This is intended as one of a series of informal documents to describe
and partially document some of the more subtle DMTCP data structures
and algorithms. These documents are snapshots in time, and they
may become somewhat out-of-date over time (and hopefully also refreshed
to re-sync them with the code again). (Updated Feb., 2014)
Some related documents are architecture-of-dmtcp.pdf and thread-creation.txt.
This description is primarily for i386 (32-bit Intel). Other architectures
are simpler, and can be deduced from this description. The sections
of this documentation are:
C. ACTUAL FUNCTION CALLS
D. HOW DOES DMTCP PATCH THE TCB
Much of the difficulty of restoring multi-threaded processes is
in how to restore the state of glibc and the kernel. The issues follow:
1. The run-time library, glibc, creates a TCB (thread-control-block), for
each thread, as part of pthread_create(). That TCB specifies the
pid and tid, which will change when a process is recreated.

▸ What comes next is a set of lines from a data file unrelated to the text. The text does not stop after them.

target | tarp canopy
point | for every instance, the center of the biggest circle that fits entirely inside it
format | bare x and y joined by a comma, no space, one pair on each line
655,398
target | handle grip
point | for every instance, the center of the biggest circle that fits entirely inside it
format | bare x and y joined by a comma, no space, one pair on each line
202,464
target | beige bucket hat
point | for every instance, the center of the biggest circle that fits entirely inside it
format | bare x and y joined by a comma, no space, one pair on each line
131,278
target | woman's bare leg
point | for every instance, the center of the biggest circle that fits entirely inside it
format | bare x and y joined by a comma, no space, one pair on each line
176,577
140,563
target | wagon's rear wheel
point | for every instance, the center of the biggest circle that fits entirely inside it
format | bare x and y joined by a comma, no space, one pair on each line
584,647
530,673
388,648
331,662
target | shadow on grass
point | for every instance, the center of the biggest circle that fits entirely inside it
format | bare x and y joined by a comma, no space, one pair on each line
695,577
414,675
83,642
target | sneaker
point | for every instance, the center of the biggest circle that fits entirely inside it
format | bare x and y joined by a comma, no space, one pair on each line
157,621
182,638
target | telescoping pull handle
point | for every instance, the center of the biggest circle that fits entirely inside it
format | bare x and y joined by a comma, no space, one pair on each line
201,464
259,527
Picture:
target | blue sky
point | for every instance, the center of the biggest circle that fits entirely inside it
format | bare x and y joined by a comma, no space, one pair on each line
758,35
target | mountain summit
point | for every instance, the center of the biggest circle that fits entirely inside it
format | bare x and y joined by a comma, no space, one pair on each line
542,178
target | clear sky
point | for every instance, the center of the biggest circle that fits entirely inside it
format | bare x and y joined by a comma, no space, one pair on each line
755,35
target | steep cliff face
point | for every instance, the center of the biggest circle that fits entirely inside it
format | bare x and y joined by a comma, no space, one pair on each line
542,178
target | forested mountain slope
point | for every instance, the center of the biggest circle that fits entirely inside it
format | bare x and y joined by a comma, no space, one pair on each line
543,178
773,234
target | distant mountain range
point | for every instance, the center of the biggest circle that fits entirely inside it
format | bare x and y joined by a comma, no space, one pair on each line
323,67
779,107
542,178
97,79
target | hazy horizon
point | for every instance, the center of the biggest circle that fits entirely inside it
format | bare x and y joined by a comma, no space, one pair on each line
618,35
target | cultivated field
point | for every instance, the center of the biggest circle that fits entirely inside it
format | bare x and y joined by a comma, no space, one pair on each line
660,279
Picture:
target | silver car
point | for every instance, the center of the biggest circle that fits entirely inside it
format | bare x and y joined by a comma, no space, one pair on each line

2. The compiler creates thread-private variables using thread-local
storage (TLS). It generates references to memory at %gs:ADDR (in
the example of i386). This says to look up the segment descriptor
associated with %gs, and add its base address to ADDR. The base
address is the beginning of the TLS. (Hence we also call the segment
descriptor a TLS descriptor.)
3. When the kernel does a context switch to a new thread, it must
change %gs to point to a new segment descriptor. Further, the kernel
maintains the segment descriptors. So, it must provide a kernel
call to allow users to update those segment descriptors. (Usually,
this call is used only by libc.) The call is set_thread_area (i386),
or arch_prctl *(x86_64), or set_tls (32-bit ARM).
At the time of checkpoint, writing a checkpoint image is done easily
by using the memory maps in '/proc/*/maps'. The code for this is in
src/writeckpt.cpp, and is not discussed further here. See
architecture-of-dmtcp.pdf for a very high-level overview, and
plugin-tutorial.pdf for how internal plugins (found in src/plugin)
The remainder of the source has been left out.